In ranking Case Western Reserve University School of Law’s International Law Program among the top 10 in the nation last month, PreLaw Magazine recognized the law school’s funded internships as the secret to placing so many of its graduates in the field of international law.
Every summer, dozens of our law students undertake international law internships at prestigious institutions around the globe for academic credit, including Human Rights Watch, the International Criminal Court, the State Department, the World Trade Organization, Interpol, the World Intellectual Property Organization and more. With its $4 million endowment, the Cox Center has provided student stipends to cover travel and living expenses, making these invaluable experiences affordable.
This year, our students obtained a record number of foreign placements. Then the coronavirus hit.
Law firms, government agencies, international organizations and non-governmental organizations are either moving to a remote internship experience or canceling internships for the summer of 2020 altogether.

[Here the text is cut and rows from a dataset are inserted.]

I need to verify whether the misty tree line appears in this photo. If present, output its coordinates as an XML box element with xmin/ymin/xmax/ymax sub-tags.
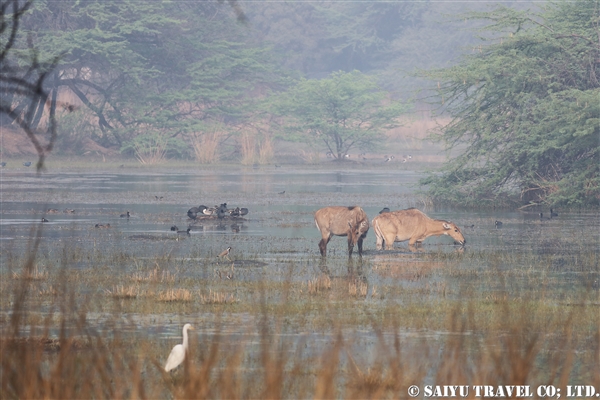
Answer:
<box><xmin>0</xmin><ymin>0</ymin><xmax>600</xmax><ymax>205</ymax></box>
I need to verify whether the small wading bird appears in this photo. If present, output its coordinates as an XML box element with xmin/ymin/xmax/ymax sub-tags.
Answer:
<box><xmin>165</xmin><ymin>324</ymin><xmax>194</xmax><ymax>372</ymax></box>
<box><xmin>218</xmin><ymin>246</ymin><xmax>231</xmax><ymax>261</ymax></box>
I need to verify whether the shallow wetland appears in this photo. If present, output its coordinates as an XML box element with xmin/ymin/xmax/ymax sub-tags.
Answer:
<box><xmin>0</xmin><ymin>162</ymin><xmax>600</xmax><ymax>398</ymax></box>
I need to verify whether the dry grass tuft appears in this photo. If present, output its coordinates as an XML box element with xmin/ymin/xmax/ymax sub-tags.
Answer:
<box><xmin>158</xmin><ymin>289</ymin><xmax>192</xmax><ymax>302</ymax></box>
<box><xmin>300</xmin><ymin>150</ymin><xmax>321</xmax><ymax>165</ymax></box>
<box><xmin>106</xmin><ymin>285</ymin><xmax>140</xmax><ymax>299</ymax></box>
<box><xmin>200</xmin><ymin>289</ymin><xmax>239</xmax><ymax>304</ymax></box>
<box><xmin>130</xmin><ymin>267</ymin><xmax>175</xmax><ymax>283</ymax></box>
<box><xmin>12</xmin><ymin>265</ymin><xmax>48</xmax><ymax>281</ymax></box>
<box><xmin>307</xmin><ymin>274</ymin><xmax>332</xmax><ymax>294</ymax></box>
<box><xmin>348</xmin><ymin>279</ymin><xmax>369</xmax><ymax>297</ymax></box>
<box><xmin>258</xmin><ymin>135</ymin><xmax>275</xmax><ymax>164</ymax></box>
<box><xmin>240</xmin><ymin>132</ymin><xmax>256</xmax><ymax>165</ymax></box>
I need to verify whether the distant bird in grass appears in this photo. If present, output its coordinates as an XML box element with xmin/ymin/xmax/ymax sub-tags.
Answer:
<box><xmin>218</xmin><ymin>246</ymin><xmax>231</xmax><ymax>261</ymax></box>
<box><xmin>165</xmin><ymin>324</ymin><xmax>194</xmax><ymax>372</ymax></box>
<box><xmin>202</xmin><ymin>206</ymin><xmax>218</xmax><ymax>215</ymax></box>
<box><xmin>540</xmin><ymin>213</ymin><xmax>552</xmax><ymax>221</ymax></box>
<box><xmin>188</xmin><ymin>207</ymin><xmax>206</xmax><ymax>219</ymax></box>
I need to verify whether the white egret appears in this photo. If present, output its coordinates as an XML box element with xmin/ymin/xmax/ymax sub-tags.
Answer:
<box><xmin>165</xmin><ymin>324</ymin><xmax>194</xmax><ymax>372</ymax></box>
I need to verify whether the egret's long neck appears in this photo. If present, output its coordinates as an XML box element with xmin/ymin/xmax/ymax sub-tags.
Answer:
<box><xmin>183</xmin><ymin>328</ymin><xmax>187</xmax><ymax>350</ymax></box>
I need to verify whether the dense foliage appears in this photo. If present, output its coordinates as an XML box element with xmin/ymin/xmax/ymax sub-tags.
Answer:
<box><xmin>274</xmin><ymin>71</ymin><xmax>407</xmax><ymax>160</ymax></box>
<box><xmin>11</xmin><ymin>1</ymin><xmax>281</xmax><ymax>155</ymax></box>
<box><xmin>422</xmin><ymin>0</ymin><xmax>600</xmax><ymax>206</ymax></box>
<box><xmin>0</xmin><ymin>0</ymin><xmax>58</xmax><ymax>171</ymax></box>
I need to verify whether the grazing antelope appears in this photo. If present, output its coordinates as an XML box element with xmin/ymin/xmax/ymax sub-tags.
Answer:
<box><xmin>315</xmin><ymin>206</ymin><xmax>369</xmax><ymax>257</ymax></box>
<box><xmin>373</xmin><ymin>208</ymin><xmax>466</xmax><ymax>250</ymax></box>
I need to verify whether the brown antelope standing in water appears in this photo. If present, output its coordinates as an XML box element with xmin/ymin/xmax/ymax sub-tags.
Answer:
<box><xmin>373</xmin><ymin>208</ymin><xmax>467</xmax><ymax>250</ymax></box>
<box><xmin>315</xmin><ymin>206</ymin><xmax>369</xmax><ymax>257</ymax></box>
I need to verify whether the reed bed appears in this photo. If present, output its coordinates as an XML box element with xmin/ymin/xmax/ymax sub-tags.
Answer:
<box><xmin>0</xmin><ymin>241</ymin><xmax>600</xmax><ymax>399</ymax></box>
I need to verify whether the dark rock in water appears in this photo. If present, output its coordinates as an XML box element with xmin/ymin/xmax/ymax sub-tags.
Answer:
<box><xmin>188</xmin><ymin>207</ymin><xmax>200</xmax><ymax>220</ymax></box>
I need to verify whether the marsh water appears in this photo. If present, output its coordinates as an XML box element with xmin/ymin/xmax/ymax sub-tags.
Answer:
<box><xmin>0</xmin><ymin>167</ymin><xmax>600</xmax><ymax>366</ymax></box>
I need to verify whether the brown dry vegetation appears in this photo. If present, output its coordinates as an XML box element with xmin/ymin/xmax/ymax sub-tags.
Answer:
<box><xmin>0</xmin><ymin>242</ymin><xmax>600</xmax><ymax>399</ymax></box>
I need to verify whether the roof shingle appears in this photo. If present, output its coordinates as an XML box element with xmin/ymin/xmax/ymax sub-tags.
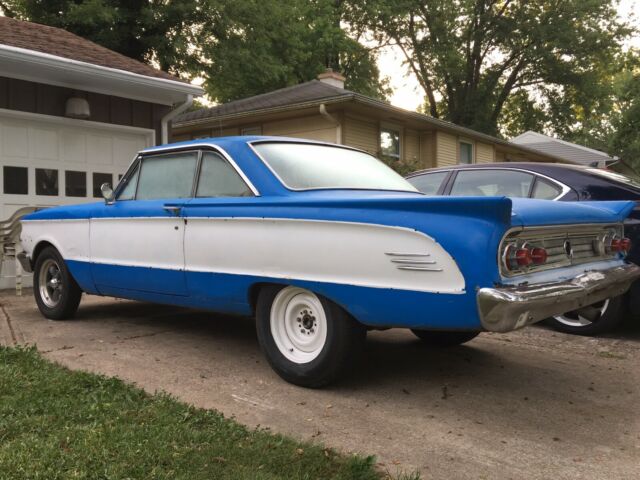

In response to the disruption, the leaders of CWRU’s Case Global program worked together to create an alternative arrangement for students who lost their summer placements, inviting them to work remotely for the summer as research fellows for one of the law school's Case Global centers, institutes and affiliated organizations, including the Frederick K. Cox International Law Center, the Henry King War Crimes Research Office, the Institute for Global Security, Law and Policy, the Canada-U.S. Law Institute and the Public International Law & Policy Group. Students will earn a $1,500 stipend and three credits under the umbrella of the Law School’s International Law Research Lab.
Altogether, 27 exciting and impactful projects have been put in place – more than enough to cover every student who had lost an international internship. The projects include drafting a report on the shift in U.N. security council power to the General Assembly, developing the first-ever compendium analyzing the Canadian and U.S. laws that apply to the Great Lakes, creating dossiers for potential prosecution of Yemen War Crimes and drafting a report examining nations’ responses to the coronavirus pandemic and assessing their compliance with and respect for human rights.
“This has truly been a team effort to pull together and do everything in our power to ensure that our students continue to receive a hands-on, real-world educational experience, regardless of the current circumstances,” said Dean Michael Scharf. “I’m thankful for the work of our Case Global officers in making this possible, in particular Professors Juscelino Colares, Steve Petras, James Johnson and Avidan Cover. In a short period of time, they’ve helped us turn this difficult situation around to the benefit of our students.”
Having established this model, the efforts of the Case Global Faculty are being replicated by the law school’s other academic centers with the goal of creating opportunities for every student whose summer placement was affected by the coronavirus.